Atomic variables Utility classes are provided that atomically manipulate single variables (primitive types or references), providing high-performance atomic arithmetic and compare-and-set methods. The atomic variable implementations in the java.util.concurrent.atomic package offer higher performance than would be available by using synchronization (on most platforms), making them useful for implementing high-performance concurrent algorithms and conveniently implementing counters and sequence number generators.
Synchronizers Synchronizers are general purpose synchronization classes that facilitate coordination between threads. These include Semaphore, CyclicBarrier, CountdownLatch, Phaser, and Exchanger.

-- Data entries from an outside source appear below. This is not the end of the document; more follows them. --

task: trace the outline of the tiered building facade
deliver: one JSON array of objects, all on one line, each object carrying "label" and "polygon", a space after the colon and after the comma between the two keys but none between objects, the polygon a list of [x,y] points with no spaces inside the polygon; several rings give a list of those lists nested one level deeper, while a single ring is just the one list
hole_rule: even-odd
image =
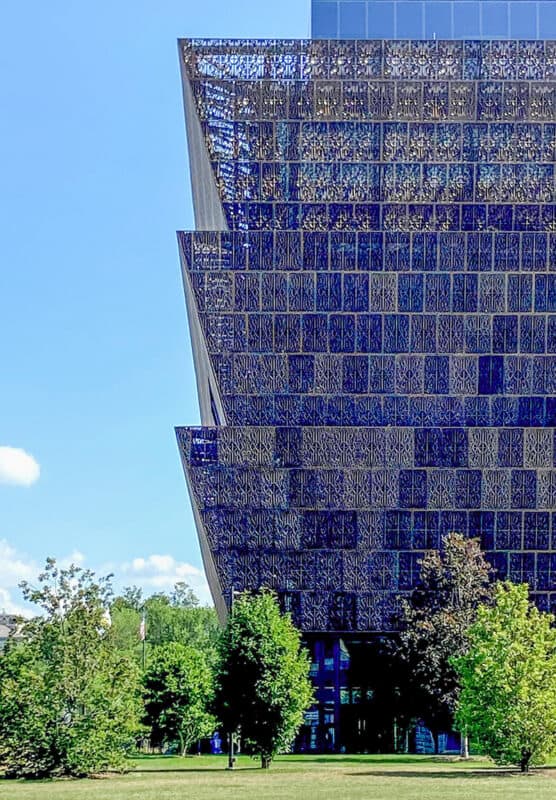
[{"label": "tiered building facade", "polygon": [[180,57],[202,427],[177,435],[213,596],[272,587],[303,630],[301,747],[391,749],[369,653],[425,550],[479,537],[556,605],[556,42]]}]

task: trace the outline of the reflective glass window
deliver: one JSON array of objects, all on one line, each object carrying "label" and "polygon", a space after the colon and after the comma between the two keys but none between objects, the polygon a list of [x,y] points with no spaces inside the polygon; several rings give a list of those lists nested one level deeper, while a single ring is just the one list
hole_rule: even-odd
[{"label": "reflective glass window", "polygon": [[396,3],[396,38],[423,38],[423,3],[417,0]]},{"label": "reflective glass window", "polygon": [[[506,39],[508,37],[508,3],[483,2],[483,39]],[[534,6],[531,12],[535,13]]]},{"label": "reflective glass window", "polygon": [[[554,5],[548,3],[547,5]],[[510,37],[512,39],[534,39],[537,36],[536,4],[523,0],[510,3]]]},{"label": "reflective glass window", "polygon": [[312,0],[316,38],[551,39],[556,0]]},{"label": "reflective glass window", "polygon": [[393,39],[394,3],[385,0],[371,0],[367,3],[368,32],[371,39]]},{"label": "reflective glass window", "polygon": [[556,3],[539,3],[539,36],[556,39]]},{"label": "reflective glass window", "polygon": [[426,39],[451,39],[452,38],[452,4],[451,3],[425,3],[425,38]]},{"label": "reflective glass window", "polygon": [[325,0],[325,2],[313,2],[312,9],[312,29],[315,38],[330,37],[334,39],[338,36],[338,4]]},{"label": "reflective glass window", "polygon": [[480,3],[467,2],[467,0],[454,3],[454,38],[479,39],[480,36]]},{"label": "reflective glass window", "polygon": [[340,36],[345,39],[366,37],[366,13],[365,3],[340,3]]}]

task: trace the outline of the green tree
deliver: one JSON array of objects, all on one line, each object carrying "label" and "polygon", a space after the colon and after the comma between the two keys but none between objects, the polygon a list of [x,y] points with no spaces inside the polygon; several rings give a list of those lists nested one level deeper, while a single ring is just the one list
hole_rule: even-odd
[{"label": "green tree", "polygon": [[174,605],[168,595],[156,594],[145,601],[145,615],[150,646],[180,642],[210,653],[214,660],[221,632],[214,608]]},{"label": "green tree", "polygon": [[454,660],[456,720],[497,764],[542,764],[556,753],[556,630],[526,584],[496,586],[479,608],[467,652]]},{"label": "green tree", "polygon": [[170,603],[175,608],[196,608],[199,605],[199,598],[189,584],[185,581],[178,581],[174,584],[174,591],[170,595]]},{"label": "green tree", "polygon": [[215,728],[209,713],[213,693],[213,674],[204,653],[177,642],[157,647],[144,676],[144,722],[151,729],[151,741],[179,741],[185,756]]},{"label": "green tree", "polygon": [[139,728],[139,684],[114,645],[108,578],[49,559],[22,584],[43,616],[0,657],[0,763],[12,776],[83,776],[124,764]]},{"label": "green tree", "polygon": [[139,666],[142,663],[142,646],[139,635],[141,613],[118,600],[119,598],[110,608],[112,636],[116,647]]},{"label": "green tree", "polygon": [[[459,679],[452,657],[467,651],[477,609],[492,597],[490,567],[476,539],[452,533],[440,551],[425,554],[418,587],[402,603],[395,647],[405,664],[405,691],[414,716],[438,733],[453,725]],[[466,737],[462,739],[466,754]]]},{"label": "green tree", "polygon": [[141,611],[143,608],[143,590],[139,586],[124,586],[122,594],[112,602],[112,608],[117,607]]},{"label": "green tree", "polygon": [[219,646],[216,713],[268,768],[290,747],[312,702],[309,657],[269,591],[235,601]]},{"label": "green tree", "polygon": [[112,629],[118,646],[133,654],[142,663],[143,646],[139,628],[143,613],[146,618],[146,662],[154,648],[179,642],[203,651],[211,663],[216,659],[220,625],[214,608],[199,605],[193,590],[184,582],[177,583],[168,595],[157,593],[143,599],[137,587],[127,587],[111,604]]}]

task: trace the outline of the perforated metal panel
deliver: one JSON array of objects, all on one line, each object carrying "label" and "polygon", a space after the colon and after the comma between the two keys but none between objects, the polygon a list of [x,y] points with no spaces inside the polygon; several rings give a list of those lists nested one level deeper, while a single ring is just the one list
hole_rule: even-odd
[{"label": "perforated metal panel", "polygon": [[215,596],[388,630],[458,531],[552,606],[556,43],[181,52],[229,228],[180,235],[216,424],[178,438]]}]

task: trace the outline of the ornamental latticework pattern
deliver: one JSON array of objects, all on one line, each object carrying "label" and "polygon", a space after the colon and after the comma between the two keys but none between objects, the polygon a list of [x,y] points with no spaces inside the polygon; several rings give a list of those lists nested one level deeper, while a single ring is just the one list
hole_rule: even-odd
[{"label": "ornamental latticework pattern", "polygon": [[178,439],[215,595],[387,630],[458,531],[552,607],[556,43],[181,53],[227,228],[179,238],[211,410]]}]

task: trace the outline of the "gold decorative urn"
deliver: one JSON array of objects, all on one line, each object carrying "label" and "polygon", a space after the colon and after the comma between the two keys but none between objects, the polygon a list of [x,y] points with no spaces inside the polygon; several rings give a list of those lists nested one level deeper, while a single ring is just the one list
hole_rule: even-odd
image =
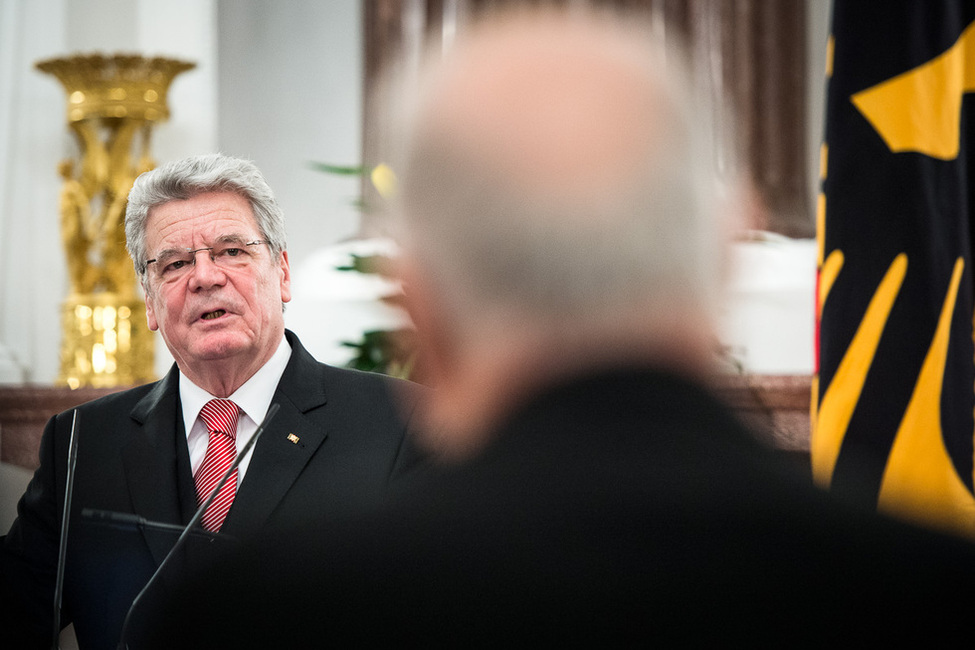
[{"label": "gold decorative urn", "polygon": [[57,383],[111,387],[153,377],[153,334],[125,249],[125,205],[135,178],[155,167],[152,126],[169,117],[173,78],[195,64],[138,55],[78,55],[37,64],[68,95],[78,158],[60,163],[61,238],[70,293],[61,309]]}]

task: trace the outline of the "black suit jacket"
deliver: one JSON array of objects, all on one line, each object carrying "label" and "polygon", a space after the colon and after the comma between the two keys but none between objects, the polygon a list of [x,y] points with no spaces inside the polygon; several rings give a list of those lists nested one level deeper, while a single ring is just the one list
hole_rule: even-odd
[{"label": "black suit jacket", "polygon": [[[578,378],[381,514],[291,536],[286,557],[278,540],[219,564],[154,638],[822,647],[969,626],[968,542],[848,508],[808,474],[685,380]],[[273,571],[241,571],[276,556]],[[200,618],[214,602],[229,625]]]},{"label": "black suit jacket", "polygon": [[[170,578],[194,570],[195,557],[223,552],[224,540],[327,526],[375,506],[391,479],[420,458],[407,436],[419,387],[320,364],[294,334],[286,335],[292,356],[273,398],[281,408],[254,449],[219,541],[192,541]],[[129,604],[176,536],[95,526],[80,518],[81,510],[186,524],[197,508],[178,380],[174,366],[154,384],[78,408],[63,622],[74,622],[82,648],[115,647]],[[40,468],[0,551],[0,638],[21,634],[18,643],[39,647],[49,644],[53,623],[71,419],[65,412],[48,423]]]}]

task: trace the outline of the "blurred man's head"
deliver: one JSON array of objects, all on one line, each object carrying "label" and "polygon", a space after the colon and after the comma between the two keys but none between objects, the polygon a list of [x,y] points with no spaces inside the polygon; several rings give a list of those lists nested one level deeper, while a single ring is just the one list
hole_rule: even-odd
[{"label": "blurred man's head", "polygon": [[698,114],[678,53],[578,13],[494,18],[425,71],[399,210],[435,416],[473,431],[600,365],[703,369],[724,229]]}]

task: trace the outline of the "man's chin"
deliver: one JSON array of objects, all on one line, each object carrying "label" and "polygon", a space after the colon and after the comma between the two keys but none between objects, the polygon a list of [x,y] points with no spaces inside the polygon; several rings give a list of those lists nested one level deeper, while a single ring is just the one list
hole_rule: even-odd
[{"label": "man's chin", "polygon": [[219,361],[249,352],[251,341],[239,333],[205,334],[190,345],[186,356],[198,361]]}]

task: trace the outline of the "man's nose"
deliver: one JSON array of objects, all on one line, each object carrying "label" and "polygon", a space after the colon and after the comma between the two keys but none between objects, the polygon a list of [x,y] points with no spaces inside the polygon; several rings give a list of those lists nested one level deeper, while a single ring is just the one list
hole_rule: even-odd
[{"label": "man's nose", "polygon": [[193,268],[190,269],[189,279],[190,289],[204,289],[221,285],[226,281],[227,275],[213,259],[213,251],[210,248],[193,251]]}]

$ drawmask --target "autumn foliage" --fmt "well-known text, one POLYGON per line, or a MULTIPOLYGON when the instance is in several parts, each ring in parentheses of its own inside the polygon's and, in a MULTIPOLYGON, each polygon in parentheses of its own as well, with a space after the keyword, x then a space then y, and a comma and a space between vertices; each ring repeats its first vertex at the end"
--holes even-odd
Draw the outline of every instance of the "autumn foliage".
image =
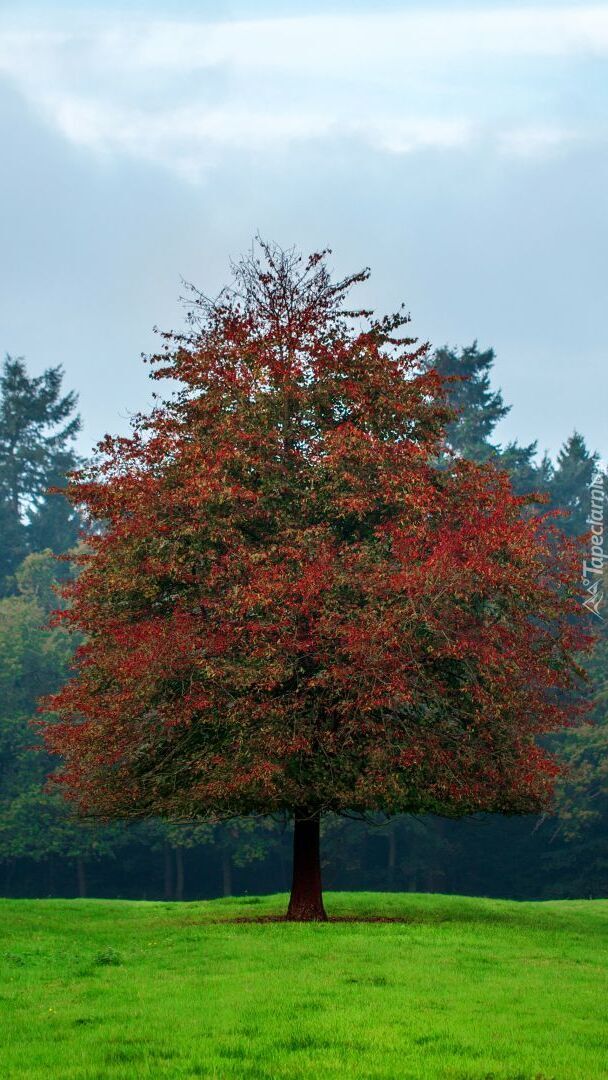
POLYGON ((402 317, 349 312, 325 254, 261 245, 193 293, 73 503, 103 526, 58 615, 47 703, 85 813, 530 812, 575 714, 579 556, 506 474, 450 456, 402 317))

Locks While locking is built into the Java language through the synchronized keyword, there are a number of limitations to built-in monitor locks. The java.util.concurrent.locks package provides a high-performance lock implementation with the same memory semantics as synchronization, and it also supports specifying a timeout when attempting to acquire a lock, multiple condition variables per lock, nonnested ("hand-over-hand") holding of multiple locks, and support for interrupting threads that are waiting to acquire a lock
Nanosecond-granularity timing The System.nanoTime method enables access to a nanosecond-granularity time source for making relative time measurements and methods that accept timeouts (such as the BlockingQueue.offer, BlockingQueue.poll, Lock.tryLock, Condition.await, and Thread.sleep) can take timeout values in nanoseconds. The actual precision of the System.nanoTime method is platform-dependent.
Thread-local variables Thread-Local Variables are variables of type ThreadLocal. Unlike "regular" variables, each thread that access a thread-local variable has its own, independently initialized copy of the variable.